Coffee and Cream

82 26 11
                                    

COFFEE AND CREAM – CHEN

7 PM – 10 PM

CHEN juga seperti Xiumin—rekan kerjanya yang mendapat shift di siang hari—karena lebih suka dipanggil dengan nama Cina-nya meskipun sudah lama tinggal di Korea. Jarang ada yang memanggilnya dengan sebutan Kim Jongdae lagi sekarang.

Lelaki itu bekerja paruh waktu di Kafe Universe dan mendapat jadwal di malam hari. Shift-nya cenderung ramai oleh anak remaja berumur belasan atau dua puluhan sepertinya, yang mampir sejenak untuk beristirahat dan bersantai dari rutinitas selama matahari bersinar yang menjemukan.

Salah satunya adalah gadis yang dikuncir kuda itu. Chen sering melihatnya datang ke kafe dengan ketiga temannya. Interaksi mereka pun hanya sebatas ketika order menu. Tetapi malam ini, gadis itu menghampirinya, meninggalkan tempat duduknya.

“Hei,” sapa gadis itu, sehingga Chen yang sedang mengelap cangkir pun terkejut. “Aku bermain truth or dare, dan mereka memintaku untuk mengobrol denganmu selama 15 menit.”

Chen mengernyit. Menjadikannya sebagai bahan truth or dare sebenarnya tidak lucu. Namun, ia tidak mungkin marah terhadap pelanggan.

“Mau mengobrol apa?” tanya Chen.

Gadis itu berdeham, mengulurkan tangannya yang kecil dan gemuk. “Perkenalan dulu, mungkin? Namaku Nam Haeun.”

Chen meletakkan cangkirnya, membalas uluran tangan gadis itu sebentar. “Panggil saja aku Chen, Haeun-ssi.”

“Kopimu enak,” kata Haeun dan Chen tahu gadis itu mencoba untuk berbasa-basi.

“Lucu sekali kau bisa bilang begitu, padahal selama ini kau hanya memesan coffee and cream.” Chen berujar, lalu tersenyum kecil.

Haeun terlihat salah tingkah, entah karena ucapan Chen sebelumnya atau senyuman yang tiba-tiba terlihat. Ia menunduk, agak tersipu.

“Aku hanya suka coffee and cream,” kilah Haeun.

“Kau tahu filosofi kopi krim yang biasa kau pesan?” tanya Chen, kemudian menjelaskan, “kopi krim adalah kopi espresso yang dicampur dengan cream. Mencampurkannya membuat cita rasa pahit kopi tersebut hilang menjadi manis. Ibaratnya, seseorang yang menutupi jati dirinya agar terlihat baik.”

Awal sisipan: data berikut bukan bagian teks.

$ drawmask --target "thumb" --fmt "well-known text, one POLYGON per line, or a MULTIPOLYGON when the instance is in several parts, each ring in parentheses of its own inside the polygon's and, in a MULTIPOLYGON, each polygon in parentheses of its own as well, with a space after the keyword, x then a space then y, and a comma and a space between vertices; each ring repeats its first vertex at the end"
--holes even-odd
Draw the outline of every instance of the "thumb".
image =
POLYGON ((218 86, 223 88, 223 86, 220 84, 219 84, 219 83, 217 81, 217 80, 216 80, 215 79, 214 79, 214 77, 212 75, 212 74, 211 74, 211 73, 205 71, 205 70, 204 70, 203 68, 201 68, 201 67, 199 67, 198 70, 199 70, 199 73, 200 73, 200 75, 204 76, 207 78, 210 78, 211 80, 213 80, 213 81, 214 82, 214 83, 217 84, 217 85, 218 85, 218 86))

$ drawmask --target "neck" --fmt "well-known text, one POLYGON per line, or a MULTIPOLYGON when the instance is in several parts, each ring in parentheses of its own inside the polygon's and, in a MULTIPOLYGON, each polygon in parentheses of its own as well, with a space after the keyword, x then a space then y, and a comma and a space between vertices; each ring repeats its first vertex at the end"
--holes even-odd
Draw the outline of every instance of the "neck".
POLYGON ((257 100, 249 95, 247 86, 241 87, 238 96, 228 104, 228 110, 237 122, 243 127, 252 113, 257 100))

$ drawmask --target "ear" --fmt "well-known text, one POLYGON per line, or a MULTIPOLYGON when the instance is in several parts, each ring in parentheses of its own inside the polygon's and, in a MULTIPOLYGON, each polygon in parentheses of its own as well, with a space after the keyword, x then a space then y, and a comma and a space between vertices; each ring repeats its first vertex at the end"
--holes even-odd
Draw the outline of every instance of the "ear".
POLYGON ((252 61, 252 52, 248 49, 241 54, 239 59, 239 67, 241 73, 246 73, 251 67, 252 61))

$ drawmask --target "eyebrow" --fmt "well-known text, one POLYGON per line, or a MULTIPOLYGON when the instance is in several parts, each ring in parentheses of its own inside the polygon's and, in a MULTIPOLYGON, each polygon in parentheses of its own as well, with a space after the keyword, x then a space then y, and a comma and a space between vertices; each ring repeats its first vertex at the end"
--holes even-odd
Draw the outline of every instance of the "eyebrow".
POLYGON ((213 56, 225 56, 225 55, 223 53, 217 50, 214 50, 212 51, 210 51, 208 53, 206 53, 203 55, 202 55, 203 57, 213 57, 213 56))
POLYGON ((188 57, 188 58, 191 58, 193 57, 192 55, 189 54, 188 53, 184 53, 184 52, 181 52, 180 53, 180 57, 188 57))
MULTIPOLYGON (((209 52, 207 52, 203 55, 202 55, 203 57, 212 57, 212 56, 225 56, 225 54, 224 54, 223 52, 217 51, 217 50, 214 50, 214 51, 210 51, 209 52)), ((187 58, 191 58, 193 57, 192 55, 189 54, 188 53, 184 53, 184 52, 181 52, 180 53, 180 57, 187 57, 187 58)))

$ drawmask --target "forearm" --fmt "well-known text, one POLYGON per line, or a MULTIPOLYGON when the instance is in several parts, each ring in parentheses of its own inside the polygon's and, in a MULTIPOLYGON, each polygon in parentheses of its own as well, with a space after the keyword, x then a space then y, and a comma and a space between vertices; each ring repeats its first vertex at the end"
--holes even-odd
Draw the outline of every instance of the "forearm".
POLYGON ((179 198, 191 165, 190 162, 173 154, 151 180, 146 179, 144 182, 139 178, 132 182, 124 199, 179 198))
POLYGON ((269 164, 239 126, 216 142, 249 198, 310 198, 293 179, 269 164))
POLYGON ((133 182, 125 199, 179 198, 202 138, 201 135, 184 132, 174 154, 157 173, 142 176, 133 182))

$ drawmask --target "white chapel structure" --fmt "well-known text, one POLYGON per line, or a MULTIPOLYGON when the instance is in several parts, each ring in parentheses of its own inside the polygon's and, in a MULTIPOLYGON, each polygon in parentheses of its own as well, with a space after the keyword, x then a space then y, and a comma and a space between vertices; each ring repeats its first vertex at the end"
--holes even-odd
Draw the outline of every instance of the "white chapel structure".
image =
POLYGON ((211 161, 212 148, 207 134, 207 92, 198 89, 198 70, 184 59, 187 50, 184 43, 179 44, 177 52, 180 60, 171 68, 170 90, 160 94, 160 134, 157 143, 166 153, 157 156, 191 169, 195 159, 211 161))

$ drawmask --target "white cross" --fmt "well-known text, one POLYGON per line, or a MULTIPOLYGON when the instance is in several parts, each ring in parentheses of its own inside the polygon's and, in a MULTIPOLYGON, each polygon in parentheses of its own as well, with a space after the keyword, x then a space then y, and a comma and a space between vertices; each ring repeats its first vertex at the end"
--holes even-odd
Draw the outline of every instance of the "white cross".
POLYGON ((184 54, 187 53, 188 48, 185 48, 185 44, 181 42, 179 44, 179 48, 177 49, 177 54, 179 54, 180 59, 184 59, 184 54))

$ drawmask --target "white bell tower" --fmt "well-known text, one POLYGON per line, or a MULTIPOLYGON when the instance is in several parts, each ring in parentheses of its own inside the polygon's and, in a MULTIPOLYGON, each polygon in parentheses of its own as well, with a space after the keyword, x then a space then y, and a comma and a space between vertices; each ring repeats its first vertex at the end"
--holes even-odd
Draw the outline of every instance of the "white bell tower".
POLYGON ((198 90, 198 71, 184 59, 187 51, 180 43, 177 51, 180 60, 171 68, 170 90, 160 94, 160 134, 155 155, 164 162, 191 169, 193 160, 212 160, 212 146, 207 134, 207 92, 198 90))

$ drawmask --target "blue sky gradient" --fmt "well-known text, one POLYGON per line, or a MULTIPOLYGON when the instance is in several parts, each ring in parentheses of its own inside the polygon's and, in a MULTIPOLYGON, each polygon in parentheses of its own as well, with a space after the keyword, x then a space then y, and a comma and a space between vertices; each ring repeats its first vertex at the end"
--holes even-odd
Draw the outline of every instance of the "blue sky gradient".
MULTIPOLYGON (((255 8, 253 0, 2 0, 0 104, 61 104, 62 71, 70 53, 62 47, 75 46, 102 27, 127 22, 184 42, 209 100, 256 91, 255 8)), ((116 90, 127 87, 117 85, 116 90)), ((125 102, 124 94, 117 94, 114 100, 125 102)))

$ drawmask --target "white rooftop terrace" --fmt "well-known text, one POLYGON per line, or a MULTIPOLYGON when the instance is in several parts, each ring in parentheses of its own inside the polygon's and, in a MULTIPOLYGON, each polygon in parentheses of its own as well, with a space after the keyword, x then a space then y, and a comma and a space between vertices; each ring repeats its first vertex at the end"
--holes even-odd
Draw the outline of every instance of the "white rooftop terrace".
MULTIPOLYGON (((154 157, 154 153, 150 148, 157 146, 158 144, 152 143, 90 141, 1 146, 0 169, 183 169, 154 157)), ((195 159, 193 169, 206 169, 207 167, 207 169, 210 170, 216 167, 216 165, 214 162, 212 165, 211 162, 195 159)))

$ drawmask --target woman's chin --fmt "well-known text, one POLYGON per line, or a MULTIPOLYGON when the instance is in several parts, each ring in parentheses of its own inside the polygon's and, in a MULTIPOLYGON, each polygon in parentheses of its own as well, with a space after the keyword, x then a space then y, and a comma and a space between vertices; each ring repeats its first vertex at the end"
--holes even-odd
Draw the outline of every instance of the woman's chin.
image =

Ekspresi wajah Haeun berubah tak nyaman.

“Apa aku benar?” tanya Chen dengan nada hati-hati.

“Iya.” Haeun menjawab dengan rikuh. “Rasanya aku kehilangan diriku sendiri demi beradaptasi dengan mereka.”

“Sebenarnya tidak ada yang salah dari beradaptasi,” ujar Chen, begitu tenang agar gadis di hadapannya tak tersinggung. “Semua orang melakukannya, dan menjadi pribadi yang berbeda seiring berjalannya waktu.”

“Menurutmu begitu?” Haeun bertanya karena tak yakin dengan ucapan lelaki itu. Kemudian, ia mulai mengeluh. “Kau tahu, aku sampai mengikuti selera musik dan film yang sama dengan mereka. Masih banyak juga hal lainnya.”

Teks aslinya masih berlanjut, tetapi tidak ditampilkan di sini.